Bookmark and Share

Notice: On April 23, 2014, Statalist moved from an email list to a forum, based at

[Date Prev][Date Next][Thread Prev][Thread Next][Date Index][Thread Index]

Re: st: Sampling weights (pweights) and regression analysis

From   Steve Samuels <>
Subject   Re: st: Sampling weights (pweights) and regression analysis
Date   Thu, 12 Jul 2012 20:16:25 -0400

On Jul 11, 2012, at 4:15 PM, Fatih Yilmaz wrote:

> I am having trouble with using sampling weights in my simple regression
> analysis.
> Here is the story:
> The survey data I have is not representative, where some groups were
> deliberately over or under-sampled.
>     The weights I was provided ara computed as follows:
> For group one (strata), population weight is 60%
>          				  sample weight is 40%
> 					Final Pweight = 60%/40%=1.5
> My questions:
> 1- I needed to drop some of the observations from the survey data: outliers,
> missings obs and also unrelated data.
>     so, can I still use the old (initial) weights or do I have to re-weight the
> data with respect to the dropped observations?
>     Or how problematic could it be to use old weights?

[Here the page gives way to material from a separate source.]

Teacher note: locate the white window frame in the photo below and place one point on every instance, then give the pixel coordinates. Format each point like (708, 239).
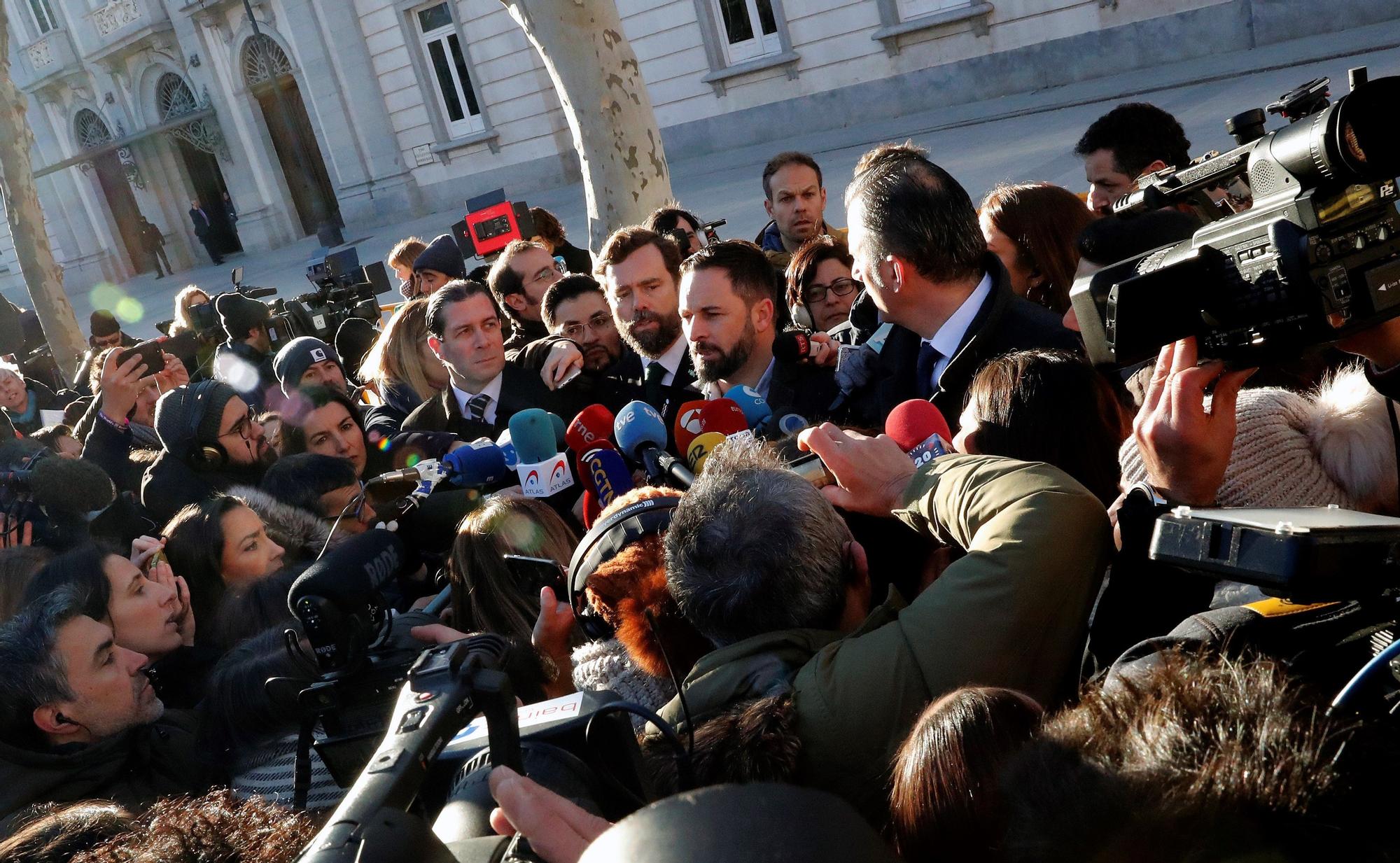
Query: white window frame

You should reweight for non-response.. Not doing so could be quite problematic. 
How you do thisdepends on what you know about the population. See the sections
 on nonresponse weighting in the books by Lohr or Groves et al. and in the PEAS page
referenced below. If you are dropping observations because of missing data for
some variables, you have a couple of choices. Probably best is to treat these as
"nonrespondents". Better would be to  impute missing variables  with Stata's
multiple imputation commands (see the help for -mi svyset-), but this would take
your analysis out of the realm of the "simple".

Note that if you want to analyze a subgroup, it is an error to discard
members of the sample who are not in the subgroup. Doing so risks standard
errors that are too small. See the section on "subpopulations" in
Stata's survey manual and in Lohr's book (reference)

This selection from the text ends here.